[OSM-dev] UTF-8 problem with API 0.5 planet.osm and osmosis 0.16
brett at bretth.com
Sat Sep 22 01:56:28 BST 2007
Karl Newman wrote:
> I'm trying to use osmosis 0.16 to slice out a 1-degree square section
> of the 0.5 planet.osm dump (specifically the 070905 file listed on the
> Wiki page), but I'm getting a UTF-8 conversion error. Here's the
> command line I'm using:
> osmosis --read-xml-0.5 file=planet-api05-070905.osm --bounding-box-0.5
> left=-123 right=-122 top=46 bottom=45 --write-xml-0.5 file=dump.osm
> Here's the exception stack trace:
> Exception in thread "Thread-1-read-xml-0.5 "
> com.bretth.osmosis.core.OsmosisRuntimeException: Unable to read XML file.
> at java.lang.Thread.run(Unknown Source)
> Caused by:
> Invalid byte 2 of 3-byte UTF-8 sequence.
> com.sun.org.apache.xerces.internal.impl.io.UTF8Reader.read(Unknown Source)
> ... etc.
> I'm using osmosis on Windows and have written my own batch file
> wrapper which mostly duplicates the shell script functions.
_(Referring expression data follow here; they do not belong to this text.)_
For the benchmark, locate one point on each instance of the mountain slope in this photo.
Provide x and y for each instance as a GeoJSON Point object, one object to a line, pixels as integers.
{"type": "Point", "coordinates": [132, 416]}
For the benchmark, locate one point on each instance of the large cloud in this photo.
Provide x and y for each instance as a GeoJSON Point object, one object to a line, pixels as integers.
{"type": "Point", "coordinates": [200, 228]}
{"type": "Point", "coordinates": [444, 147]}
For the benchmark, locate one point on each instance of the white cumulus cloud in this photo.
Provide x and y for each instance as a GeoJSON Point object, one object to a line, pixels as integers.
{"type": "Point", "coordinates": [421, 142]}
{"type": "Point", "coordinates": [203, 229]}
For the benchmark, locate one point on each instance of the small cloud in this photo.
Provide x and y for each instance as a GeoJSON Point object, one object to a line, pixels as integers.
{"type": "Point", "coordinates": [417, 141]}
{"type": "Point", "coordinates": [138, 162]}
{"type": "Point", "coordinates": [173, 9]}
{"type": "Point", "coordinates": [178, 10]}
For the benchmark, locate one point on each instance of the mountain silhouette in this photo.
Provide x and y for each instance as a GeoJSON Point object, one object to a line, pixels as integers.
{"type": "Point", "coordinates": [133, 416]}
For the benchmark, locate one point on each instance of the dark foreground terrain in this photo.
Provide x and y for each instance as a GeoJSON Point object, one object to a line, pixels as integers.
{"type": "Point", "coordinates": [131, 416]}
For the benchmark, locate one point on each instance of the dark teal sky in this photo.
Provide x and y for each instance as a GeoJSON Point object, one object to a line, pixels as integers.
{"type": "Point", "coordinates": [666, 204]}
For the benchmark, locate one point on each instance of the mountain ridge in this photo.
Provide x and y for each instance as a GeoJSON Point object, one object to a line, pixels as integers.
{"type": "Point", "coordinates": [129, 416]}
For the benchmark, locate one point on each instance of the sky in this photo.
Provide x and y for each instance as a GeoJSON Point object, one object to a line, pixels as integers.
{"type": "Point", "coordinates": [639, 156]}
I have
> successfully used osmosis to read from the 0.5 api on
> openstreetmap.gryph.de <http://openstreetmap.gryph.de>, so I think
> osmosis is working correctly.
> Could it be a line-endings problem? Is there a known issue about
> UTF-8? As you can see, unfortunately the exception gives no line
> number in the source document, so it's impossible to nail it down.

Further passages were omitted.